I first heard about Glee on Fresh Air, Terry Gross’s interview program on NPR. She was interviewing Ryan Murphy, the show’s creator and producer in the days leading up to the show premiere, and I was intrigued by what seemed to be a quirky premise. So my family has watched since the first episode, back when the dialogue and character development carried as much weight as the music. The show was filled with odd plot twists, eccentric characters, and snappy double entendre wordplay that kept one on one’s toes. And while there was certainly music, there was a certain earnestness and innocence to the performances that for some reason made the hairs stand up on my arms.

I knew things were heading down hill when the first “theme episode” appeared, featuring Sue Sylvester as Madonna. And yet, there was enough of a connection to the ongoing plot (and a drawing out of Sue’s character) that I was willing to put up with the theme in the service of the story line.

But after watching the Britney Spears episode a few minutes ago on my TIVO, it’s clear that Murphy and the gang have sold out, pushing for the big money of concert tours and I-Tunes sales to the expense of the story and character development. It’s bad enough that they created a forced and artificial story to justify the Britney performances, but those performances (with the exception of Toxic) really didn’t break any new ground. They were slavish imitations of the original music videos, albeit with Glee cast members in place of the pneumatic one. I could have had the same experience watching the old videos on You Tube, for the connective tissue of the remaining story was simply setup for the next video. All I needed was Martha Quinn or Adam Curry and I would have thought I was watching MTV from back in the day when they actually played videos.

Part of the reason for the bad script was the inclusion of even more songs in the episode. In the early days, the musical performances were limited to 2 or 3 songs at best. While I can’t fully remember the count, there were at least 6 songs in this 43 minute show, leaving very little time for plot and character development. It seems clear to me that the I-Tunes money machine by which Gleeks immediately spend their week’s allowance on the songs from the latest show has led for the push for more and more music, which ultimately imperils the show, for it ceases to be what originally made the show so compelling — flawed characters doing the best they could to navigate a difficult world.

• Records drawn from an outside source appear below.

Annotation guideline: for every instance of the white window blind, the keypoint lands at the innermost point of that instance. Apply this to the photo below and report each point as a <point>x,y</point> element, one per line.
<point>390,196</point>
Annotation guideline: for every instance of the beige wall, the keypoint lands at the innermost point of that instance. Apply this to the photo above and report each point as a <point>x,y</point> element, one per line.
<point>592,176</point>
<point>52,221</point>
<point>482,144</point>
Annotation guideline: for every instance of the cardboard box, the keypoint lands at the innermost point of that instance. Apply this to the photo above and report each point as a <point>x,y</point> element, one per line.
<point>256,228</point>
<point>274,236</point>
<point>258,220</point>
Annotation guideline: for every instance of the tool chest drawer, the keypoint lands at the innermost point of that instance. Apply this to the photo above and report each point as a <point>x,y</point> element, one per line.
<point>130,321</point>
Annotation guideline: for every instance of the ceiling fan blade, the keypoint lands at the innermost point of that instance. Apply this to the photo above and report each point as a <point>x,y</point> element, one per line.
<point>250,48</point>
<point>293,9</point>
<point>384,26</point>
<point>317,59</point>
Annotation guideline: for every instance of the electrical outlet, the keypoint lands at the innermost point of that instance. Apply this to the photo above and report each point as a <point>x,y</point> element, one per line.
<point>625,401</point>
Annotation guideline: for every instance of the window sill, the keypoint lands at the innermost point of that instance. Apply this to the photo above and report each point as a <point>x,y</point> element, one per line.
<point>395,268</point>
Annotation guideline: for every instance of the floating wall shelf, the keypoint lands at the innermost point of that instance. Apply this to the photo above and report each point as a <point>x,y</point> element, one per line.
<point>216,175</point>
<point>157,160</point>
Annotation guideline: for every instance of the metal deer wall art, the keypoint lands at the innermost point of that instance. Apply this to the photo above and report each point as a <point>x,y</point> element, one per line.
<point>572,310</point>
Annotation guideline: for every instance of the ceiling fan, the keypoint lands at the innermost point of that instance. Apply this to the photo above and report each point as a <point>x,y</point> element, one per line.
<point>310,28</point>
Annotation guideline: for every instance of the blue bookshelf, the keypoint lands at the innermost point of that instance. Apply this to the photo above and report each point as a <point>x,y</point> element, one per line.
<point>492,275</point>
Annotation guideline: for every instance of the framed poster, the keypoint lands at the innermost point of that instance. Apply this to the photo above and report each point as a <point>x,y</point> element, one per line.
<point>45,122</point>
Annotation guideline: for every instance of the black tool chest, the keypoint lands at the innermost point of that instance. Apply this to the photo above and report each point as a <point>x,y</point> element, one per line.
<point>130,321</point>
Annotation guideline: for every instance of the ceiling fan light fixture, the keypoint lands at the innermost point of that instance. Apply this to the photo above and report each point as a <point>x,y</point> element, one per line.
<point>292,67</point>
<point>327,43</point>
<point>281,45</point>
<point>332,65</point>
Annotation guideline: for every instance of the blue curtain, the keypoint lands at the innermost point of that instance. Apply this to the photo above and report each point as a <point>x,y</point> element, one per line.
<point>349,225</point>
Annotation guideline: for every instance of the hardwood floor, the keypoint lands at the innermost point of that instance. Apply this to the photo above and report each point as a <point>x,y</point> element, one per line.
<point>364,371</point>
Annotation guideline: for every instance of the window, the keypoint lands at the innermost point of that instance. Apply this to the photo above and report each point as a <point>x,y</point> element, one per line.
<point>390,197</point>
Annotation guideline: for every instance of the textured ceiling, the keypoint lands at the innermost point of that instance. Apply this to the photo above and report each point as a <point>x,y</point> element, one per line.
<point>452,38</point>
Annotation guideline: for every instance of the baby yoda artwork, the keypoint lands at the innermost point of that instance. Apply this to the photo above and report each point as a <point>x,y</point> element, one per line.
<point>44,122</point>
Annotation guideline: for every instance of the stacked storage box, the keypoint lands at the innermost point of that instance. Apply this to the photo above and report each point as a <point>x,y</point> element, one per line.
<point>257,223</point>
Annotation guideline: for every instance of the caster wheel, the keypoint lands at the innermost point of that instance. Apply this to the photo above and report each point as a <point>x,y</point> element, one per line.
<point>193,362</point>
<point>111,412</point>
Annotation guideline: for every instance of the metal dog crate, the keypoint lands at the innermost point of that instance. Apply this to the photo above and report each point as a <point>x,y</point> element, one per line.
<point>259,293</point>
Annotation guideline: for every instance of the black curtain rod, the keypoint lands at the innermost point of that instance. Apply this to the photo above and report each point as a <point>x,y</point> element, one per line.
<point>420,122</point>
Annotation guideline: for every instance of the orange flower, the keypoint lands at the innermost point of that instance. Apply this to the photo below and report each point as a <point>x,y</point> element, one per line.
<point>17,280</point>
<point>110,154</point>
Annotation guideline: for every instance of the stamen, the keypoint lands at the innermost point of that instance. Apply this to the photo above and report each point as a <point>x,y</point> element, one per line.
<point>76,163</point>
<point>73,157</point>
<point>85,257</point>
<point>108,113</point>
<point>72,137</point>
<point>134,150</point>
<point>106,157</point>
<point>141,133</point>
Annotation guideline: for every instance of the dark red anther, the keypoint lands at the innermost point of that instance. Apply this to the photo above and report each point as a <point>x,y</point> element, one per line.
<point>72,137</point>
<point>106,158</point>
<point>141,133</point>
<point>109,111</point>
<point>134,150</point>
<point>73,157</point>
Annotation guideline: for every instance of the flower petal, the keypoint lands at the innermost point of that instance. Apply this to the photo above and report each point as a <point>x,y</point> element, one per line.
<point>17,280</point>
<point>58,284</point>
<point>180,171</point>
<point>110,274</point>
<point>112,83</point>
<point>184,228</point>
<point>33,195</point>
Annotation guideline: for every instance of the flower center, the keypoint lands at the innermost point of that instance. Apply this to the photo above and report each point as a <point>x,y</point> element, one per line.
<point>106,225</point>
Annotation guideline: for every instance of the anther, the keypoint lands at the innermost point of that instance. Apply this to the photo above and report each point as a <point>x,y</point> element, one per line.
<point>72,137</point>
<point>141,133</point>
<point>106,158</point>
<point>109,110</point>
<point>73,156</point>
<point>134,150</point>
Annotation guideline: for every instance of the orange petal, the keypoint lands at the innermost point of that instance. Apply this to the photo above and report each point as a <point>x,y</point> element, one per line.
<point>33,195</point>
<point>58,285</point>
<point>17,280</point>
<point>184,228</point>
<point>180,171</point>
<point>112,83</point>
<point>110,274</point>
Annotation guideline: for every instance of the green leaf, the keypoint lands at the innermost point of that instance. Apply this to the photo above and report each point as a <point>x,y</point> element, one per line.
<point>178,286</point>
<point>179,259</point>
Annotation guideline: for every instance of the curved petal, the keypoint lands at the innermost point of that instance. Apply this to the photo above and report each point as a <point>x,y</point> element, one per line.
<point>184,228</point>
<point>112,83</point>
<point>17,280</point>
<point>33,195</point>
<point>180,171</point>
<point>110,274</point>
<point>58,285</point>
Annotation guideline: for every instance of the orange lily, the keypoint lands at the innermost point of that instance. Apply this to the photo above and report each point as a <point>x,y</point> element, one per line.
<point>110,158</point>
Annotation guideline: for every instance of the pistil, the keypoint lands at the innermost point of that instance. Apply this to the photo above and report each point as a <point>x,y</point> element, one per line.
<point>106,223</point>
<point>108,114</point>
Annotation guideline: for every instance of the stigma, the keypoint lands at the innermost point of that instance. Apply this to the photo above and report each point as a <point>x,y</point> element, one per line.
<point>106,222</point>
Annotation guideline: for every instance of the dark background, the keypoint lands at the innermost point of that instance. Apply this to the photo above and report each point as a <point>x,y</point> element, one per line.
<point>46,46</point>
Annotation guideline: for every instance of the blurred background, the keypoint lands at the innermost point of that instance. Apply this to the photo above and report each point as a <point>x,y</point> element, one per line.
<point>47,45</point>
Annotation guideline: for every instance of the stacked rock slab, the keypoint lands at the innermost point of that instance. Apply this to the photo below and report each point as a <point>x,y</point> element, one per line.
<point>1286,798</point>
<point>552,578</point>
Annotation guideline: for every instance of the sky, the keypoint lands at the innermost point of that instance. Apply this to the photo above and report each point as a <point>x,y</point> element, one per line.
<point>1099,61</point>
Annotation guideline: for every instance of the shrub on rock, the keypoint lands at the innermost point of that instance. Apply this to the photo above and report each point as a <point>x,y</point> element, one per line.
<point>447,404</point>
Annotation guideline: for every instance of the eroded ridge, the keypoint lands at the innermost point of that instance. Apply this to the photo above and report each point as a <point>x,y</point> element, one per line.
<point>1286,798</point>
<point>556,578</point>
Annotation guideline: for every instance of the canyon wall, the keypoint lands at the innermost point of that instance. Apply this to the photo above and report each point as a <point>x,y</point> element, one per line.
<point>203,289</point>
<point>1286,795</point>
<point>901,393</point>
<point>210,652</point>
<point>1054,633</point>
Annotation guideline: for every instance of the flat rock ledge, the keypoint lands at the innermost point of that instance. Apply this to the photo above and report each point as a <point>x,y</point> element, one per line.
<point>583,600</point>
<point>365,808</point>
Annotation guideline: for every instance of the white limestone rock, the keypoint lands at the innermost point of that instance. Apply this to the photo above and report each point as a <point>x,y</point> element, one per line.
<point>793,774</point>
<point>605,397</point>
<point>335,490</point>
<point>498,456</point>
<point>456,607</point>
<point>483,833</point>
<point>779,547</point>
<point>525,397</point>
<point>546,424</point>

It was these stories that in fact, often made me cringe during the first half of the first season, for the circumstances faced by the Glee Club direction Will Shuster, a nice guy surrounded by pressures that conspired against him, resonated at a deep level. It isn’t that I have any connection to the Shuster character in any way, it’s that the show pushed hard against the myth that nice guys always finish first, recognizing that social relationships more often succumb to the survival of the fittest rather than love of neighbor. The underlying drama that was hidden behind the sharp comedy and music performed with wide eyed innocence kept me engaged, wanting to see what would happen next.

The Britney show didn’t at all, in fact I found myself speeding through the videos to see if anything juicy would arise. It didn’t, and I walked away feeling very unsatisfied.

It bums me out that a show with so much potential seems to be selling out to the pressures of the marketplace so quickly. I had hoped that Murphy, the man behind Nip/Tuck, would hold out for something much more inventive and daring on commercial television. I wonder how much the Fox machine, led by Rupert Murdoch, is dragging this show into oblivion.